In truth, not all our time was spent golfing or drinking. No, much of it was spent golfing and drinking. In Tralee, I abstained while my caddie shotgunned cider. An older man with twin mushroom clouds of white hair billowing from his ears, he had to be chauffeured, by a ranger on a golf cart, over much of the back nine. This allowed him to do drive-by readings of my putting line. On most shots he simply sighed on impact, "Oh, Jaysis, no."
Not that I could blame him. Over the week I sprayed more balls than Cruex. When I asked my caddie at Old Head what the course record was, he said, "Safe." In the evening my brothers and I sneaked onto the course at the Killarney Golf and Fishing Club, pulling a cooler full of Harp packed, in ice-bereft Ireland, in frozen bags of Birds-Eye garden peas. We played until dark, at which time we could just make out, circling us in the gloaming, a dozen predatory pack animals. When a bus made a U-turn in the parking lot, sweeping the course with its headlights, we saw, to our horror, what these creatures really were: twelve other cheap bastards, also playing Killarney for free, their beers packed in frozen-broccoli bags.

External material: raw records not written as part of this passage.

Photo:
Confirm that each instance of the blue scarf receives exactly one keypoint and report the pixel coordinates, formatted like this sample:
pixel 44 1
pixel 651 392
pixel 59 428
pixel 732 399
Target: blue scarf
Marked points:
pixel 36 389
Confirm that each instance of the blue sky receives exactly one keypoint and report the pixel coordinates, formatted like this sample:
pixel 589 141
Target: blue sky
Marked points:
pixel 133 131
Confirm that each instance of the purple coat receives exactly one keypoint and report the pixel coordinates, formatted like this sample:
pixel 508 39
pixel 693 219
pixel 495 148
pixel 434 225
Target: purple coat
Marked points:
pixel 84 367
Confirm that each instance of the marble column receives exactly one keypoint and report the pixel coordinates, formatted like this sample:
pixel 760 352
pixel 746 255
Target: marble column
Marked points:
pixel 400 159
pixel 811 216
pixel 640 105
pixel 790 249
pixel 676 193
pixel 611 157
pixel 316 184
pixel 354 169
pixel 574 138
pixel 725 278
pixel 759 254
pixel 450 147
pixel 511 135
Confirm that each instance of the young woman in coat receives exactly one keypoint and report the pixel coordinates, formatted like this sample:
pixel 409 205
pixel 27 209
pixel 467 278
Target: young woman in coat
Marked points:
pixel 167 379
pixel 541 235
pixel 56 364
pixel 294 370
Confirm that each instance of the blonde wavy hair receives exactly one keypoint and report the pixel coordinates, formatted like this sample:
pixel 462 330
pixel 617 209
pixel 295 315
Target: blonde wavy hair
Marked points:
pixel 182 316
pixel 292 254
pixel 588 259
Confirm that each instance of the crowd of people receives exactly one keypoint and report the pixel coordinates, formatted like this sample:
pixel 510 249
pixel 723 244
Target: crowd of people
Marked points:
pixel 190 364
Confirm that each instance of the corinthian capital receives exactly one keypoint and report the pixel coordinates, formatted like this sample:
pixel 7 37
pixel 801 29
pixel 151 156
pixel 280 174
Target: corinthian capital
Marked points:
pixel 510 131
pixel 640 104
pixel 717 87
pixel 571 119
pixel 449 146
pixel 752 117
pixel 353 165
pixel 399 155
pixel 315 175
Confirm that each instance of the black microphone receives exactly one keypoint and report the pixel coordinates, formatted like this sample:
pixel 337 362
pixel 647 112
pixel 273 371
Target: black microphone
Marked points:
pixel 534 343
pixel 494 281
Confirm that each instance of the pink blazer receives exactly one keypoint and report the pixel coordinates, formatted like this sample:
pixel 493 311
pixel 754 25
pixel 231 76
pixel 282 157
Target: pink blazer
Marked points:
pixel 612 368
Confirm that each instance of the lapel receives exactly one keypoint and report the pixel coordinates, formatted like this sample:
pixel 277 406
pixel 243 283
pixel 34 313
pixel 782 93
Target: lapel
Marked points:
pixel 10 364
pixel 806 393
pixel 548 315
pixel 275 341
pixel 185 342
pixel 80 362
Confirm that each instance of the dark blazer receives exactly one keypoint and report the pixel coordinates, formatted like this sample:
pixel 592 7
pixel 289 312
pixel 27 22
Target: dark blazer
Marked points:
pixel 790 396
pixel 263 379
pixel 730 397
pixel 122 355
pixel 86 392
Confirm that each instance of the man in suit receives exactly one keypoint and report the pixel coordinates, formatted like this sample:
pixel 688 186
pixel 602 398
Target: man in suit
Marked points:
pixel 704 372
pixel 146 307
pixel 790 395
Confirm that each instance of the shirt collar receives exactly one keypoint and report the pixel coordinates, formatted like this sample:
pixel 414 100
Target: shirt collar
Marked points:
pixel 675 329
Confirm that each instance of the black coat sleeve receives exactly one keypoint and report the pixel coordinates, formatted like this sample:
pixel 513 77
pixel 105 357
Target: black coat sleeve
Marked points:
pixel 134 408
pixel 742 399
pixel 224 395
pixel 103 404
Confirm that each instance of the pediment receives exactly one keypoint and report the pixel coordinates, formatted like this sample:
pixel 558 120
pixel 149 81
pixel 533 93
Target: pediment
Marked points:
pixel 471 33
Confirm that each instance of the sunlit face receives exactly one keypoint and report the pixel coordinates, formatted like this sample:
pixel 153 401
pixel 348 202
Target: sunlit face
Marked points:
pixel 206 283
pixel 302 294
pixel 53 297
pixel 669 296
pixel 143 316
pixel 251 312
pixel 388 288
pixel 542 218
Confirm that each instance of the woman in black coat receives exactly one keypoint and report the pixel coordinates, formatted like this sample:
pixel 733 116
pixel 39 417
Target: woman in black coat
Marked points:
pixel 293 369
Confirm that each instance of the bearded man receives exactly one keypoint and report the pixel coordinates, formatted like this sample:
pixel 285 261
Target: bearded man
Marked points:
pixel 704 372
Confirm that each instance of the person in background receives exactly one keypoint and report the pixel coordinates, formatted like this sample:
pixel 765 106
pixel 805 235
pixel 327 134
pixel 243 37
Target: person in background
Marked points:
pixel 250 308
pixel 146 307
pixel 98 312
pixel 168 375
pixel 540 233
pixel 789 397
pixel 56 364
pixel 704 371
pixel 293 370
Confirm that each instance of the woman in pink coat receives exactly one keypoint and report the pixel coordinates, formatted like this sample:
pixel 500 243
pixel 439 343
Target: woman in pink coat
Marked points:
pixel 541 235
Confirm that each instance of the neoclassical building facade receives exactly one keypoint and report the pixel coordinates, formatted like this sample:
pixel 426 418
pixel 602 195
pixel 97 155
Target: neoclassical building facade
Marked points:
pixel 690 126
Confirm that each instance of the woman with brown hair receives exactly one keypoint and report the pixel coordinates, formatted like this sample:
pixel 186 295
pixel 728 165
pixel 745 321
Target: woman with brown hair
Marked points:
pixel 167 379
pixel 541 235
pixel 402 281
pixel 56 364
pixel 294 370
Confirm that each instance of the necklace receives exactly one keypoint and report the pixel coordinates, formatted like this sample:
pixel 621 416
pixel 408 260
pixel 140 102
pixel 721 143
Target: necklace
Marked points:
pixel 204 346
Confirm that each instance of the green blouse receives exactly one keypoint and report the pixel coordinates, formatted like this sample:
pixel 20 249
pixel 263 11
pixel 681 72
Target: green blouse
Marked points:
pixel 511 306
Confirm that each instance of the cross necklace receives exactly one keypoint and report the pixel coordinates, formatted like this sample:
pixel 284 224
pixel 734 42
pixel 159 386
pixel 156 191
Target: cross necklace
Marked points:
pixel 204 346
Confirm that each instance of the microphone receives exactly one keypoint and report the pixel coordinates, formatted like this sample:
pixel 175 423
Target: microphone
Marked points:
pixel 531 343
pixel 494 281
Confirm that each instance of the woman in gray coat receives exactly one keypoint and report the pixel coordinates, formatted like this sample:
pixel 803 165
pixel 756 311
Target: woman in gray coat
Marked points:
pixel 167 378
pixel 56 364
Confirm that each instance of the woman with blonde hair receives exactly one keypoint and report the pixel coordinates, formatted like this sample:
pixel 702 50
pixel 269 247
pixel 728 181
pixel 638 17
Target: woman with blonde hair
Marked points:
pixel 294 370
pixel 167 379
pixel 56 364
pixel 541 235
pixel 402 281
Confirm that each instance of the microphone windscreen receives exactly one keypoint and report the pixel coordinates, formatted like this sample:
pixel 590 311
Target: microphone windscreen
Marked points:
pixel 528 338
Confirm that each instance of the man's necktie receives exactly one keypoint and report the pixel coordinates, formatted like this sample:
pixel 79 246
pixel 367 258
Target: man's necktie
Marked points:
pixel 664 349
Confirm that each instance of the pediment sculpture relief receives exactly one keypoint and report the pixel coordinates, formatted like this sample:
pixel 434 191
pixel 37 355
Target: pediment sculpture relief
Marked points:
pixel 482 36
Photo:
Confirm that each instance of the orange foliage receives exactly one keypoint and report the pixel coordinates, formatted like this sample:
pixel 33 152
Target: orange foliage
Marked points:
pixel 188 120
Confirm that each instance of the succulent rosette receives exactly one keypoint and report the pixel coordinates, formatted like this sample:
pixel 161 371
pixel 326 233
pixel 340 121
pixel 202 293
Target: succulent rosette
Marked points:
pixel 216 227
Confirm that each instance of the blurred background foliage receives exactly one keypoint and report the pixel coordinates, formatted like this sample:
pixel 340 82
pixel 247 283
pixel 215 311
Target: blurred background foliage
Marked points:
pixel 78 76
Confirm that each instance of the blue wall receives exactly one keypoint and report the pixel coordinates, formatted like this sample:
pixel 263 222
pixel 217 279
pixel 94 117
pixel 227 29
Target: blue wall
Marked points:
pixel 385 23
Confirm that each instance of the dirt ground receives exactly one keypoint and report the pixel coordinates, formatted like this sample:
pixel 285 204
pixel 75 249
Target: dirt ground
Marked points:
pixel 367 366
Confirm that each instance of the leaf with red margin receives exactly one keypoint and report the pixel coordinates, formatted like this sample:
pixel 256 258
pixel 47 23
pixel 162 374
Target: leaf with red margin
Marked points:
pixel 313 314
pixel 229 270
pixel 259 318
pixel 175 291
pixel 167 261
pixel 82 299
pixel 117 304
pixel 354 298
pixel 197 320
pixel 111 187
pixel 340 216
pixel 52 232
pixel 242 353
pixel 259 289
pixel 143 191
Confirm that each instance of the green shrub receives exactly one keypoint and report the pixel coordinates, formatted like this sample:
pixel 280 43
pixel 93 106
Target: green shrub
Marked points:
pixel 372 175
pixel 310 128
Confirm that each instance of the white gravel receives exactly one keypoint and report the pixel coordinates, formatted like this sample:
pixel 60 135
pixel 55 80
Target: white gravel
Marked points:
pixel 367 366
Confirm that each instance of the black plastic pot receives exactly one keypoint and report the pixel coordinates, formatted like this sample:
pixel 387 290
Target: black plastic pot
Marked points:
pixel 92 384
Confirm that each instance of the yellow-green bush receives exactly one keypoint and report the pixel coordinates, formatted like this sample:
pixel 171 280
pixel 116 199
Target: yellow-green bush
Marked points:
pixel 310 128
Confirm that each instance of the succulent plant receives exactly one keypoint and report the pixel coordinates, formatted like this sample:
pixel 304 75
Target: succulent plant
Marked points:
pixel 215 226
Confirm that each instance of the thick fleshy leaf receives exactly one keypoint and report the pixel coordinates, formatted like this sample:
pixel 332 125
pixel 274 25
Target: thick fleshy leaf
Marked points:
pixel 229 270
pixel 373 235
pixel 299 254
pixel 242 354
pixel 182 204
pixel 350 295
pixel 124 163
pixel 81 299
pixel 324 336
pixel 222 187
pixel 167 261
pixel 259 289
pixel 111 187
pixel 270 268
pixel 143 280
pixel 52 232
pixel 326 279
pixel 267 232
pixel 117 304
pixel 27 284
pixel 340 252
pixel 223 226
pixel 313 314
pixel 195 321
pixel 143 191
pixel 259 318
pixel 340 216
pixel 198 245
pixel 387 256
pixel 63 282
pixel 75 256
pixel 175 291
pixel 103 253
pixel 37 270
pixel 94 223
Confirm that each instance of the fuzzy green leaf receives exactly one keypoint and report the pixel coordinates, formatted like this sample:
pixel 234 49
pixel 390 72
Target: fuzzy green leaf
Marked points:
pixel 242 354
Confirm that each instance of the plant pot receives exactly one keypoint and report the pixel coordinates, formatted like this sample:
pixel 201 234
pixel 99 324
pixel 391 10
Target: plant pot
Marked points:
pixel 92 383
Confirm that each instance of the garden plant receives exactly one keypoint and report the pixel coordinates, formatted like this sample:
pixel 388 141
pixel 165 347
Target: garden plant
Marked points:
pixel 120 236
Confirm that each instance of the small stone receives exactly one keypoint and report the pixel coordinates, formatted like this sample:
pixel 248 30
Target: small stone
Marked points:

Mostly, they were other Americans. On the hottest day in a decade in Ireland, the locals were all on the beach at Ballybunion, where the only thing bronzed was the statue of Bill Clinton, driver in hand, in the center of town. The alabaster natives were turning pink, shellacked though they were in sunscreen.
Rounds of golf succumbed to rounds of Guinness. At Oscar Madison's in Kinsale we drank to America's greatest sportswriter. (And, in a manner of speaking, with him: the bar is festooned with photos of Jack Klugman.) In every pub we found ourselves playing—in time to the music, against our better judgment—air accordion.
With a hired bus and driver the eight of us traversed the breadth of counties Kerry, Clare, and Cork, from which my great-greatgrandfather, James Boyle, emigrated to Cincinnati 150 years ago. And so, if you riffle past ALOU and just beyond BOYER IN The Baseball Encyclopedia, you'll find another big league baseball family: the two sets of Boyle brothers, Jack and Eddie and their nephews Buzz and Jim. Jim Boyle, my grandfather, played catcher for a single inning of a single game at the Polo Grounds for the 1926 New York Giants.
His sixty-two-year-old son, my uncle Pat, came with us to Ireland, but Pat's wife, my aunt Sandy, did not. Nor did any wives. "It gets real old saying, 'Nice shot,' one hundred fifty times a round," explained Uncle Pat, who still parties like it's 1899.
Uncle Pat bunked all week with my dad, who unburdened himself at breakfast on the third day, whispering to us—with a deeply disquieted look on his face—"Pat sleeps in the nude." This was not a good swing thought to take to Old Head. Eight miles off its fairways, along with countless souls and a few hundred thousand Maxfli Noodles, rests the Lusitania. One of its three salvaged propellers was bought by a company in the British Virgin Islands and forged into thirty-five hundred sets of golf clubs.
In Ireland money and sports remain strange bedfellows, not unlike my dad and Uncle Pat. Each of the Irish football quarterfinal matches last week drew—in a nation of 3.9 million—seventy thousand spectators to Croke Park in Dublin. It's the per capita equivalent of five million Americans attending an AFC wild-card game. And yet the players—national celebrities—aren't paid. "They play for pride of county," said Johnny, my caddie at Waterville, "and they go back to work on Monday morning."
In one quarterfinal, Laois manager Mick O'Dwyer screamed so hard at his squad that his dentures flew out, tracing a perfect parabola in midair, a photograph that ran in all the Irish dailies the next day. For all I know, the disencraniumed teeth are still going, like those novelty windup chattering choppers, chewing on the ass of some poor Laois midfielder even now.
"I'd like to see yer man, the average American footballer—guy six-tree, tree-turty-five, wit all tem pads and whatsit—have a go at one of our lads," said Keith, our diminutive bus driver from Tipperary, with a sardonic laugh. Our padded NFL behemoth, Keith suggested quite convincingly, would be turned into lumpy mashed potaytoes by his boys.
Even so, the toughest man in Ireland last week was Jim Rushin—my bunkmate and brother, twelve weeks removed from a bone-marrow transplant—playing seven rounds in six days in ninety-degree heat on a cruel, doctor-imposed ration of one beer a day. No matter. Guinness is good for you. But golf, it turns out, is even better.